Sometimes, moving a building (like a lighthouse) is about preserving historic architecture or cultural heritage. But for one significant structure in Guadalajara, Mexico, the stakes were considerably higher.
Back in 1950, city officials decided to widen a major avenue and a lot of buildings were just demolished to make way. But weighing in at around 1700 tons, the Mexican Telephone and Telegraph Company was critical to the area’s communications infrastructure — knocking it down would have disrupted local telephone service for at least a week.
Jorge Matute Remus, dean of the city’s university and a civil engineer, came forward with a solution. He suggested the entire building be lifted and moved, all while leaving the communications lines wired up and keeping the operators at work inside of the structure.

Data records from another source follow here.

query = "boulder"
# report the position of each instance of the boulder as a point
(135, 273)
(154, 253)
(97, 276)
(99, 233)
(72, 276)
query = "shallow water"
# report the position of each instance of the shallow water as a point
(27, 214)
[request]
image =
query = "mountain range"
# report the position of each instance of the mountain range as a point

Naturally, some of the workers were nervous about this idea. Matute Remus was sympathetic to their concerns, and wanted to reassure these operators and make them feel safe. So his wife Esmeralda agreed to also go into the building while it was being moved. She even took along their seven-year-old son, Juan Jorge.

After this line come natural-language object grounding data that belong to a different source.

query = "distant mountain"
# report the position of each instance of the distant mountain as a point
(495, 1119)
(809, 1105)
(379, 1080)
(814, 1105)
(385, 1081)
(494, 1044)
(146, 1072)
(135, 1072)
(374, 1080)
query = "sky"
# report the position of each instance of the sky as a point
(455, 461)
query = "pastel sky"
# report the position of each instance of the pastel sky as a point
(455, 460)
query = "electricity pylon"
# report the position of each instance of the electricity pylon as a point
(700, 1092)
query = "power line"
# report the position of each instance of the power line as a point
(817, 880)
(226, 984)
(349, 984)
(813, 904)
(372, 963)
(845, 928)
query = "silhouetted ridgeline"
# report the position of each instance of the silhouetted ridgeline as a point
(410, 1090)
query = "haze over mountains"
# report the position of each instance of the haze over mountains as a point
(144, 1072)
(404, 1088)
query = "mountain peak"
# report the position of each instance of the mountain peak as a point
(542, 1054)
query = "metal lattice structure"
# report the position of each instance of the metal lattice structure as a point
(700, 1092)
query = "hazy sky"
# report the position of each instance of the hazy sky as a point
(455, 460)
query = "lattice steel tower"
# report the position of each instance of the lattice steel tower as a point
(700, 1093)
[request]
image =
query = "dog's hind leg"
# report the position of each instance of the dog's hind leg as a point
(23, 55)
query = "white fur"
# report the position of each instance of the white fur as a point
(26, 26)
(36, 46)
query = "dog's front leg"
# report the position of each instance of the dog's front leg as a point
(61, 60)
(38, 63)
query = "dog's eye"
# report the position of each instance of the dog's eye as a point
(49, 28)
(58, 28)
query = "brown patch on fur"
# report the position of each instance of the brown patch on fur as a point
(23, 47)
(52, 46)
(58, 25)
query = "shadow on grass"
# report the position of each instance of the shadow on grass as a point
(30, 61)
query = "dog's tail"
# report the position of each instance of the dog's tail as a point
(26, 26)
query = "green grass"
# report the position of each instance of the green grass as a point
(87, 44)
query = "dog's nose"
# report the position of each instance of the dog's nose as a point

As she recalls in the video above, they couldn’t even feel the motion of the building as it was slowly shifted about 40 feet to its new location. The whole move was done in just five days, with no interruption to phone service, and deemed a big success for the city. It was all accomplished on a budget of around $100,000, a fraction of what it would have cost to demolish the structure and build a replacement.
Today, nearly 70 years later, the building is still standing, and a sculpture of Matute Remus stands outside one entrance — this life-sized figure of him appears to be pushing the building. Next to it, a plaque on the facade recalls his civil service and engineering genius.